I figure, if I really cared about the exact facts, I'd track James Frey down in a White Castle, put his hand on a Bible and ask him to tell me the truth, the whole truth. "How many days in jail, James? How many? Say it!" Or, I'd stop Sloppy Suzy or Tammy the Midgette on the street and ask one of them to tell me in their slurred speech about what it's like to live as an addict in an abandoned garage*.

Instead, I read Frey's book (Tammy speaks only in profanity, and I can't understand Suzy when she's munching on an apple). And by opening the first page (sans disclaimer), I allowed myself to enter into the "truth" that James Frey wanted to tell. I believed it, and I believe it now, though I now know that it actually didn't happen to a real person named James Frey as he detailed it. In my opinion, it's person vs. persona, even in a memoir.
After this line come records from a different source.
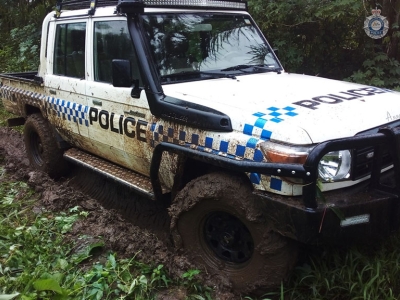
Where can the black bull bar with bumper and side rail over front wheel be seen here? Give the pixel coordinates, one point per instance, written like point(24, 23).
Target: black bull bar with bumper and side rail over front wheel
point(363, 211)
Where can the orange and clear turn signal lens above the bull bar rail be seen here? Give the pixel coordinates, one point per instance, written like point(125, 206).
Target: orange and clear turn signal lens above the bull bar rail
point(280, 153)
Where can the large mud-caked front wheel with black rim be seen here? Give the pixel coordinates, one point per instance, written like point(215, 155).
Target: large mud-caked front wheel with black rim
point(220, 227)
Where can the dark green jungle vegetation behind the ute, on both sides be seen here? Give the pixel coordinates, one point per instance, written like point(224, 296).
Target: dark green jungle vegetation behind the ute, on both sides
point(316, 37)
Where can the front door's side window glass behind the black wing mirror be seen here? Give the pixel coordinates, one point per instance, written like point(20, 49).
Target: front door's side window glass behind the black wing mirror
point(112, 41)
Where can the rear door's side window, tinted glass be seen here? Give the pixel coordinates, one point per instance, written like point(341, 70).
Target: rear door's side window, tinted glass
point(69, 52)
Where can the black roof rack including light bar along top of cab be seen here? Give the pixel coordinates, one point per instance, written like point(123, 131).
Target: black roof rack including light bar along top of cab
point(130, 6)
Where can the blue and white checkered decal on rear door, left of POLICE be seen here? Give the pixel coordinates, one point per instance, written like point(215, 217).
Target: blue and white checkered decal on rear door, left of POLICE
point(70, 111)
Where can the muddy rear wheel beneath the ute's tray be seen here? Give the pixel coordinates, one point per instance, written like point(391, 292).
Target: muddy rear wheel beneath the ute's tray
point(41, 147)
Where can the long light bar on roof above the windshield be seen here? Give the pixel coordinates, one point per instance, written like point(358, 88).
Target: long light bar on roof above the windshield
point(236, 5)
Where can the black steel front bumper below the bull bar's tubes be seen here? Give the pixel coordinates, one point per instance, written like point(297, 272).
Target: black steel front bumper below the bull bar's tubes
point(359, 213)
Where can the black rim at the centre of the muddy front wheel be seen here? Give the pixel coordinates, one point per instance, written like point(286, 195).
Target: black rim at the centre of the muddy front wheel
point(228, 238)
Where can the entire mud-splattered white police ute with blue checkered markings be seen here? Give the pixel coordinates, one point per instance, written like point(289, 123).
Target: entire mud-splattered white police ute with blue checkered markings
point(189, 103)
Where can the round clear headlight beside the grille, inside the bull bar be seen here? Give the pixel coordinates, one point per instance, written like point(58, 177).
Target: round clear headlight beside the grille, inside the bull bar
point(335, 166)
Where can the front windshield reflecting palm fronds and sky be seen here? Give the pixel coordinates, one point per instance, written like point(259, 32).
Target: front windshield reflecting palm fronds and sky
point(184, 44)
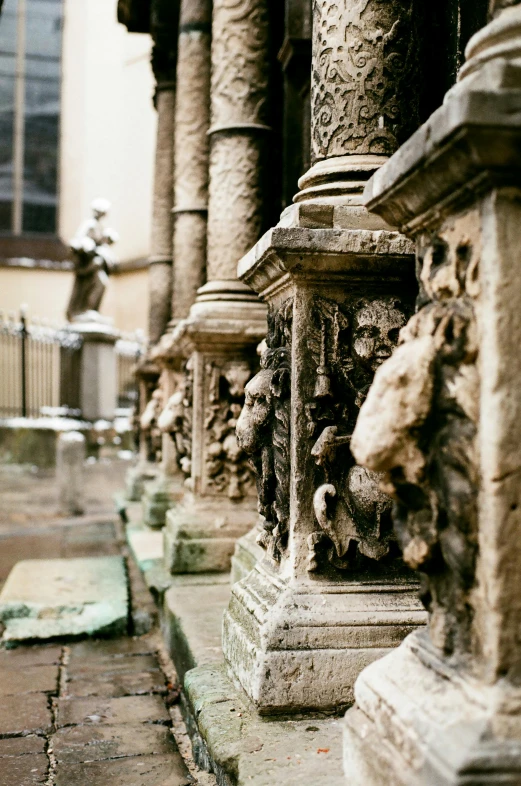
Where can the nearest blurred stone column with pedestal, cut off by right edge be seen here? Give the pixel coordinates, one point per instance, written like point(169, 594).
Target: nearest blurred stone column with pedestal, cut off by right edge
point(443, 423)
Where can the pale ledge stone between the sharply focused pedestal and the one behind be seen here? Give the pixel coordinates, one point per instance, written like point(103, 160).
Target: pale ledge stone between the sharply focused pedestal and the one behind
point(193, 622)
The facts matter to Oprah, and by golly, the facts matter to me as well. But I think that the exact facts matter in this case only because it's OBC, and Oprah's a tall tree to fall. My guess is that thesmokinggun.com is loving the publicity on the scoop. And now, we all have something else to talk about besides coal miners and Natalie Holloway.

Don't get me wrong: I believe in truth, and I want the truth. Yes, Frey should have fessed up to making up facts in the book when confronted. Frankly, he shouldn't have passed lies off as truth in the first place. And believe me: I'm not going to buy My Friend Leonard, no matter who I'm trying to impress. I just don't want a nutritional label on every non-fiction book I pick up alerting me that the pages may contain trace contamination of tree nuts.

I read the story that James Frey wanted me to read--a memoir. I'm not going to sue the bookseller that recommended A Million Little Pieces. Instead, I'm going to shelf that teal-covered memoir on my IKEA particleboard furniture, since no one will perma-borrow the fucking thing and take it off my hands.

* You probably wouldn't see a lot of OBC readers doing this in my neighborhood, eh?